- Born: Morris M. Rubin April 2, 1932
- Died: February 28, 2007 (aged 74)
- Education: Brooklyn College Queens College, City University of New York
- Occupations: Author, gay activist
- Notable work: Special Teachers/Special Boys (1979)
- Partner: Peter Fisher (activist)

= Marc Rubin =

American author and gay rights activist (1932–2007)

Marc Rubin (April 2, 1932 – February 28, 2007) was an American author and activist involved in the gay liberation movement.

== Career ==
Rubin received a Bachelor of Arts from Queens College, City University of New York, in 1954 and a master's degree from Brooklyn College in 1957. In 1964, he was involved in the Freedom Summer, a volunteer campaign launched to register as many African-American voters as possible in Mississippi. He also taught at the Freedom School in Shaw.

Rubin was a founding member of the Gay Teachers Association and the Institute for the Protection of Lesbian and Gay Youth, later known as the Hetrick-Martin Institute. He was also active in the Lavender Hill Mob and ACT UP.

After the Stonewall uprising, he joined the newly formed Gay Activists Alliance (GAA). While chair of the GAA's Municipal Government Committee, Rubin conceived of and planned of one of the group's most famous zaps, which took place at the New York City Marriage Bureau. When New York's city clerk Herman Katz threatened legal action against the Church of the Beloved Disciple for performing same-sex “holy union” ceremonies, about 35 GAA members showed up at Katz's office with donuts, coffee, and a wedding cake that was adorned with a gold lambda, same-sex couples, and the inscription “GAY POWER TO GAY LOVERS.” GAA members distributed leaflets throughout the building inviting city employees to the party that said, “The Honorable Herman Katz, City Clerk, invites you to an engagement reception for Messrs. John Basso and John G. Bond, Messrs. Steve Krotz and Vito Russo, at his office, Room 265, Municipal Building, Friday, June 4, 1971, at 10:00 a.m. All welcome. Dress optional. Sponsored by Gay Activists Alliance.” Rubin was quoted as saying the zap demonstrated “that everybody in New York had better know that they can’t push gay people around, because the community’s there and will stand up for its own.” GAA later showed videotapes of the zap at their dances to help demonstrate to people the concept and power of zaps.

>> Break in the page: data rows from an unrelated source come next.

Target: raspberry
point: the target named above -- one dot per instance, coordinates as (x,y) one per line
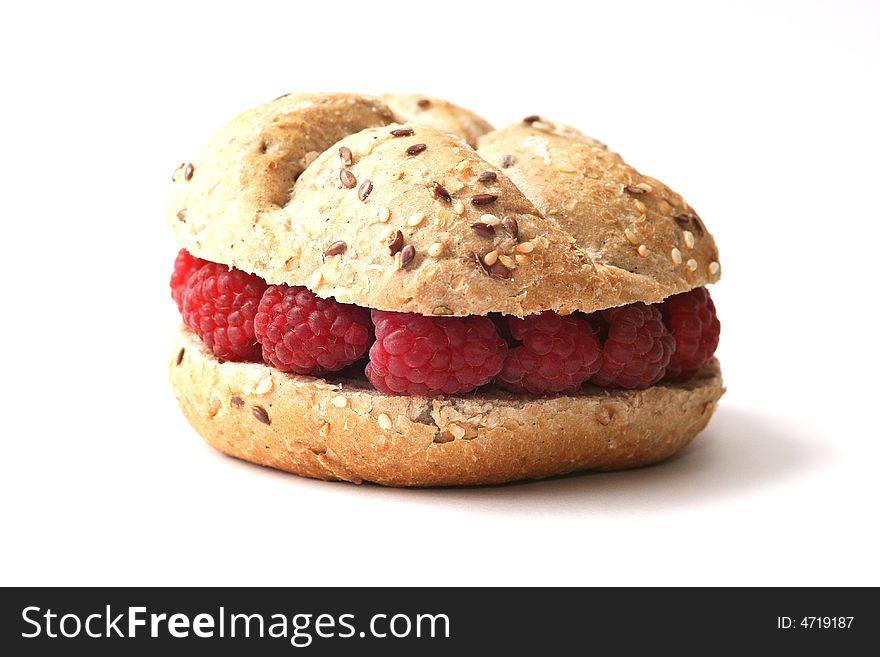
(557,354)
(185,265)
(428,356)
(303,333)
(692,320)
(636,346)
(219,305)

Rubin met his longtime partner, Peter Fisher, through the Gay Activist Alliance. Rubin and Fischer authored the book Special Teachers/Special Boys, published in 1979 by St. Martin's Press. It was based on Rubin's experience teaching troubled youth. The two were together for 37 years until Rubin's death. Rubin's manuscripts and papers are archived at the Lesbian, Gay, Bisexual, & Transgender Community Center in New York. They were donated by Peter Fisher before Fischer's death in 2012. Rubin was diagnosed with brain and prostate cancer toward the end of his life. Never recovering from Rubin's death, Fischer died by suicide in 2012. The two's ashes were scattered together in Fisher's sister's backyard in Springfield, Massachusetts.